U.S. pays to settle Comair lawsuits

U.S. taxpayers paid a fifth of the $264 million to resolve lawsuits against Delta Air Lines Inc.’s Comair regional carrier after a safety board partly blamed federal regulators for a Kentucky crash that killed 49.

Insurers for Comair paid to settle 45 lawsuits, and taxpayers contributed $58 million, or 22 percent, records obtained under the Freedom of Information Act show. Aviation settlements not involving the government are typically secret. U.S. safety investigators said pilot errors, compounded by a Federal Aviation Administration lapse, caused the crash.

“That amount is a lot of money for the settlement of 45 passengers, which suggests the government was concerned about its liability exposure,” said Phillip Kolczynski, a Los Angeles aviation attorney who formerly worked for the FAA and the U.S. Justice Department.

Comair Flight 5191, bound for Atlanta from Lexington, crashed just before dawn Aug. 27, 2006, after pilots used an unlit runway that was too short for a safe takeoff, the National Transportation Safety Board found in 2007. The FAA contributed by failing to require that pilots get air-traffic control approval before crossing runways, the board said.

The lone controller working in the Lexington airport’s tower that morning cleared the plane for takeoff and then turned his back to work on administrative duties, according to the report. The plane ran off the end of the runway, tore through a perimeter fence, hit trees, crashed and caught fire.

Comair and Delta’s liability was covered by U.S. Aircraft Insurance Group, according to a Justice Department claim form.

The settlements, averaging $5.9 million per passenger, varied by the age, income, dependents and home state of passengers, according to lawyers representing victims.

Direct comparisons to settlements in other crashes aren’t possible because virtually all are sealed.

In the lone case to go to trial, federal jurors in Lexington on Dec. 7 ordered Comair to pay $7.1 million to the family of passenger Bryan Keith Woodward. A judge ruled Woodward’s family can seek punitive damages next year at trial. Such damages are meant to punish a company for bad conduct and deter others.

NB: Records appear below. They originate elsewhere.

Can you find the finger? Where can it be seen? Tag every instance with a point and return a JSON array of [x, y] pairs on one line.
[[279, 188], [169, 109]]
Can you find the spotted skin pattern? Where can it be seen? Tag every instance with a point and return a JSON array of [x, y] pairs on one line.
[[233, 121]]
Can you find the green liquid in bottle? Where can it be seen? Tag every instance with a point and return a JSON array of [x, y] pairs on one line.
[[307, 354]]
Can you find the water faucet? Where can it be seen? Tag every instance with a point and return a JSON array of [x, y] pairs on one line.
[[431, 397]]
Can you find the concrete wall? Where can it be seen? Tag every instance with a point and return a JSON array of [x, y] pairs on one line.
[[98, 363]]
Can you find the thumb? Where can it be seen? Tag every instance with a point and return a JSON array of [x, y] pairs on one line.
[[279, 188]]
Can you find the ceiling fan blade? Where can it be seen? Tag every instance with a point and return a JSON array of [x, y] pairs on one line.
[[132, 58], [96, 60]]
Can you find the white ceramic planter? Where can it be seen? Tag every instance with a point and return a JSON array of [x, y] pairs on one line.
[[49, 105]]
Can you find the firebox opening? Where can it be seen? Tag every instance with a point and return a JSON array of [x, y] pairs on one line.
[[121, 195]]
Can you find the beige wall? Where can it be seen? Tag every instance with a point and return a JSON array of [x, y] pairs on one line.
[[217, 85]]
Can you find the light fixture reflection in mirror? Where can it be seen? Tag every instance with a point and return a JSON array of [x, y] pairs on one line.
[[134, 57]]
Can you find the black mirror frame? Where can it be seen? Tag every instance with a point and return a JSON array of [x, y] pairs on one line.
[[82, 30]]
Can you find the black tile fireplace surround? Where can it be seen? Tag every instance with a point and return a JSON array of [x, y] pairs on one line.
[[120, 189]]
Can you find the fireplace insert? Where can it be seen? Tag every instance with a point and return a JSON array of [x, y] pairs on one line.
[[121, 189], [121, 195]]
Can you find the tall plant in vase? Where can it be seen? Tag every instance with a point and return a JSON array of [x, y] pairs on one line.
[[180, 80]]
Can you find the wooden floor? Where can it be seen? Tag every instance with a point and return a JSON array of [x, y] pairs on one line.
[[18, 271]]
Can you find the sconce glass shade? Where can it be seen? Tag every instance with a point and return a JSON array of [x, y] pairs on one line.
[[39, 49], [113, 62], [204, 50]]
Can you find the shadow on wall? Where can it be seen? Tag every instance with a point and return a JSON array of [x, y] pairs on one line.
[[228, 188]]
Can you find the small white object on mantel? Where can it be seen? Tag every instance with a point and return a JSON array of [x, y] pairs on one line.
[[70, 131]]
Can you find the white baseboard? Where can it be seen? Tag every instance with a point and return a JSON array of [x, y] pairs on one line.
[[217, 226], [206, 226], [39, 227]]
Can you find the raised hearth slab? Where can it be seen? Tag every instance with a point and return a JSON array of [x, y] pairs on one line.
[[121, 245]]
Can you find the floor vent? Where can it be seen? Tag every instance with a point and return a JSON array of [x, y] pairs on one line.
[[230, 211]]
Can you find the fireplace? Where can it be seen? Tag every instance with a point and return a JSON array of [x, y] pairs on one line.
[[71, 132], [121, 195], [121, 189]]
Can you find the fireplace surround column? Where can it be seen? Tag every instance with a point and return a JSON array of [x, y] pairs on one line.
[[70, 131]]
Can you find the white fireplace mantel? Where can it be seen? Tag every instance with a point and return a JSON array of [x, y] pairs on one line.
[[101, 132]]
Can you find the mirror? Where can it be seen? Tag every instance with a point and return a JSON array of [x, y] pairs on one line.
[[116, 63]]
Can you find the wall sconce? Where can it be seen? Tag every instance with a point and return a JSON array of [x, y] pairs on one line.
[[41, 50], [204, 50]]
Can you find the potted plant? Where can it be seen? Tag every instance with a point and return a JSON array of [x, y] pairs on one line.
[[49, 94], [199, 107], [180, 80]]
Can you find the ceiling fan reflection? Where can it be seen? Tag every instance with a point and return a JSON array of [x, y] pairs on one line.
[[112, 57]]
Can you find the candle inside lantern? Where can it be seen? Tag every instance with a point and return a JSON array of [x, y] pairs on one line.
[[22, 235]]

“The individual settlements — each of which is unique given the specific circumstances of that particular case — provide fair and reasonable compensation to the families,” Comair spokeswoman Christine Wever said.

The threat of punitive damages increased the settlement amounts, according to Latto.

“The egregiousness of that accident was certainly part of the driving force behind those numbers,” Latto said.